DiGiovanna Jack, Sanchez Justin C, Principe Jose C
Dept. of Biomed. Eng., Florida Univ., Gainesville, FL 32611, USA.
Conf Proc IEEE Eng Med Biol Soc. 2006;2006:1608-11. doi: 10.1109/IEMBS.2006.260496.
We investigate population averaging as a preprocessing stage for linear FIR BMIs. Population averaging is a biologically-inspired technique based on spatial constraints and neuronal correlation. We achieve a statistically significant improvement in accuracy while substantially (45%) reducing model parameters. Further analysis is performed to show that population averaging improves model accuracy by reducing variance in estimating the firing rate from spike bins.
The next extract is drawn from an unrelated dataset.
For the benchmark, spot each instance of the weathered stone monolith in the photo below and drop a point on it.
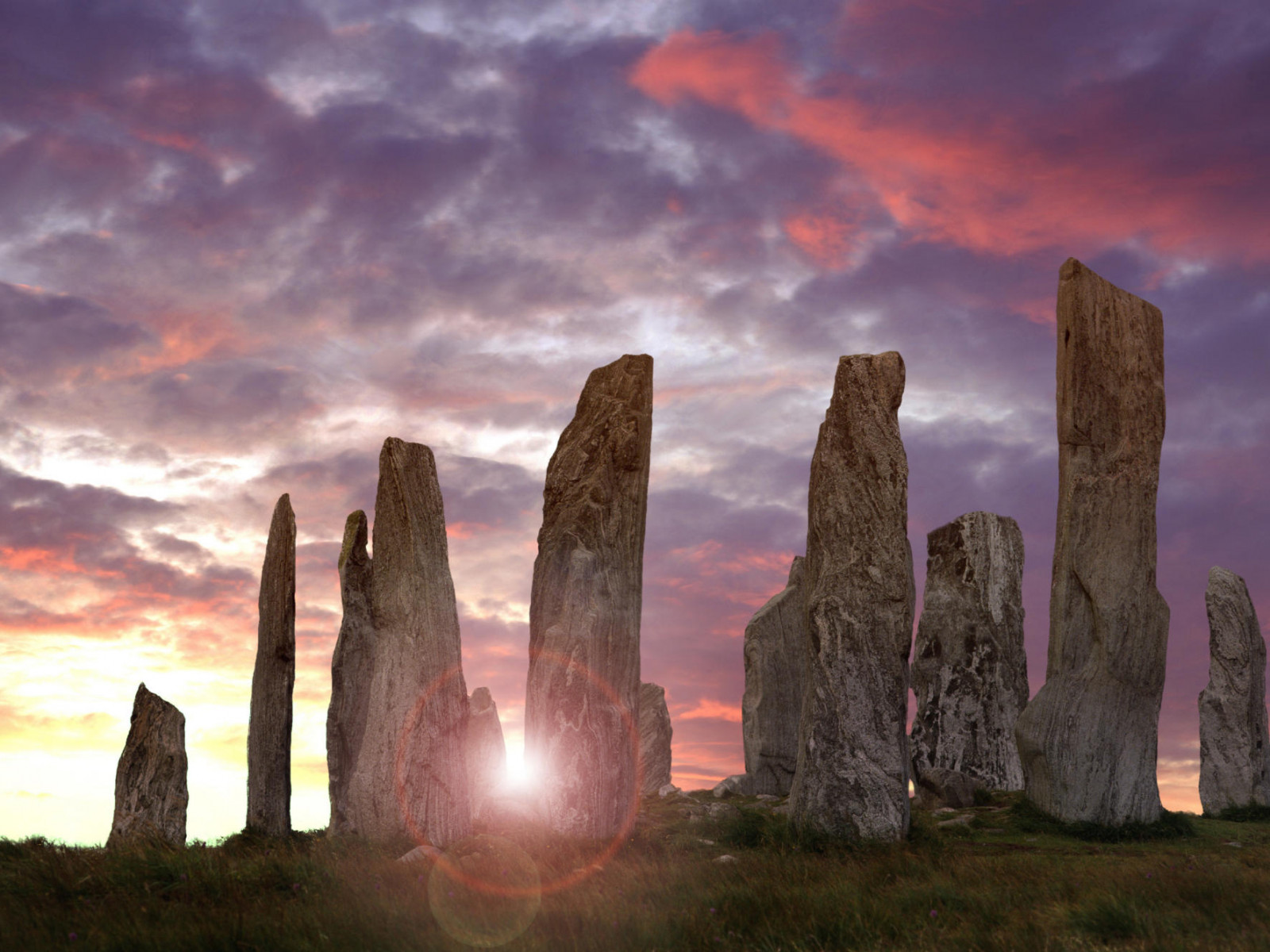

However, we find that population averaging provides a greater accuracy improvement than other groupings which also reduce firing rate variance. Our results suggest that appropriate spatial organization of neural signals enhances BMI performance.
我们研究了总体平均作为线性FIR脑机接口(BMI)预处理阶段的情况。总体平均是一种基于空间约束和神经元相关性的受生物启发的技术。我们在将模型参数大幅减少45%的同时,实现了准确率在统计上的显著提高。进一步的分析表明,总体平均通过减少从尖峰序列估计发放率时的方差来提高模型准确率。然而,我们发现总体平均比其他同样能减少发放率方差的分组方式能带来更大的准确率提升。我们的结果表明,神经信号的适当空间组织可增强BMI性能。